Published in mid-2008 as crude oil prices were approaching $150 US per barrel and concern about "peak oil" was cresting, this book is no less relevant in 2009, when the global economic-financial meltdown has displaced oil and food prices as the crisis of the moment. After all, the topic it broaches - how (or how not) to navigate the treacherous and turbulent waters of energy policy towards the secure harbor of a sustainable energy, economic, and environmental future - is timeless.

As M. King Hubbert observed years ago, placed into the context of not just geologic time but even much shorter human history, the fossil fuel era that has defined our lives for many generations - and triggered the explosive growth of human populations, economic production and consumption - is quite transient. It is a mere blip when graphed even on the relatively short 10,000-yr. span of civilized Homo sapiens' presence on earth.

As we approach the latter half of this fossil fuel era, the challenges humanity faces are daunting indeed, and this book pulls no punches. Two chapters by physicist Ross McCluney, Ph.D., Principal Research Scientist at the Florida Solar Energy Center, underscore both the opportunities and limitations of renewable, "green" sources such as solar, wind, geothermal, tidal, and wave energy. While these need to be developed with gusto, as the Obama administration realizes, in contrast to its clueless predecessor, they are no panacea or silver bullet. It would be a mistake to count on the flow-limited, intermittent renewables to be able to seamlessly replace dwindling, stock-limited oil and other fossil fuels, which they cannot match - at least at present - for versatility, reliability, transportability or energy density (quality).

The reformist environmentalist establishment seems to have pinned all its hopes on these renewables, while shunning all things nuclear and turning away from the politically unpalatable subject of limits to population and economic growth on earth. Yet if indicators such as the Ecological Footprint are correct, there are already too many human beings on earth consuming too much energy and too many resources and generating too much waste, including climate-changing carbon dioxide.

This book represents a serious effort to diagnose the grim but not hopeless energy predicament we find ourselves in. It offers qualified hope for the "patient," and our "host" the earth, but not without breakthroughs in our willingness to sacrifice, innovate, and cooperate.

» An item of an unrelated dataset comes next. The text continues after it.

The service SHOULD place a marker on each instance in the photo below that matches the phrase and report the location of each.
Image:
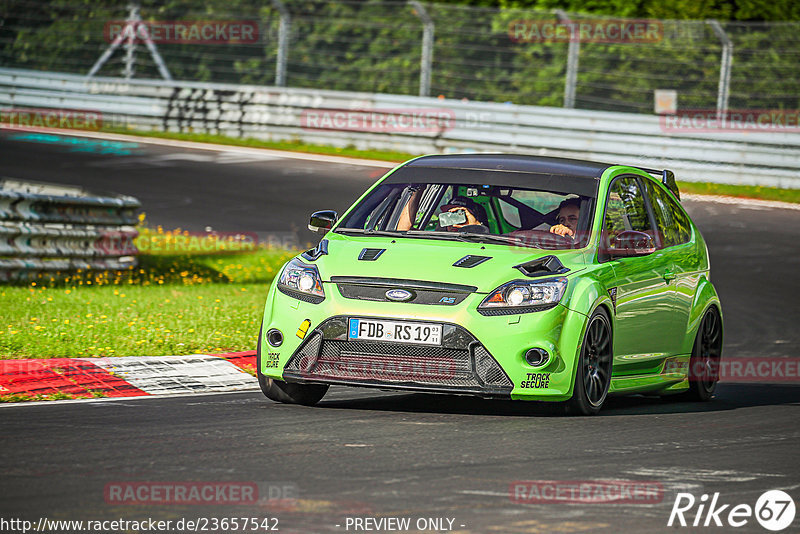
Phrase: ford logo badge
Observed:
(399, 295)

Leon Kolankiewicz, Environmental planner and natural resources scientist
Author, "Population Growth - The Neglected Dimension of America's Persistent Energy/Environmental Problems"

2 of 2 people found the following review helpful:
5.0 out of 5 stars Up-to-Date and Packed with Insights, 18 April 2009
By Emilee LeBlanc - Published on Amazon.com
This review is from: The Final Energy Crisis (Paperback)
Few books about the energy crisis are as up-to-date as this one is and few are as packed with insights. That's a combination that can't be beat as I see it.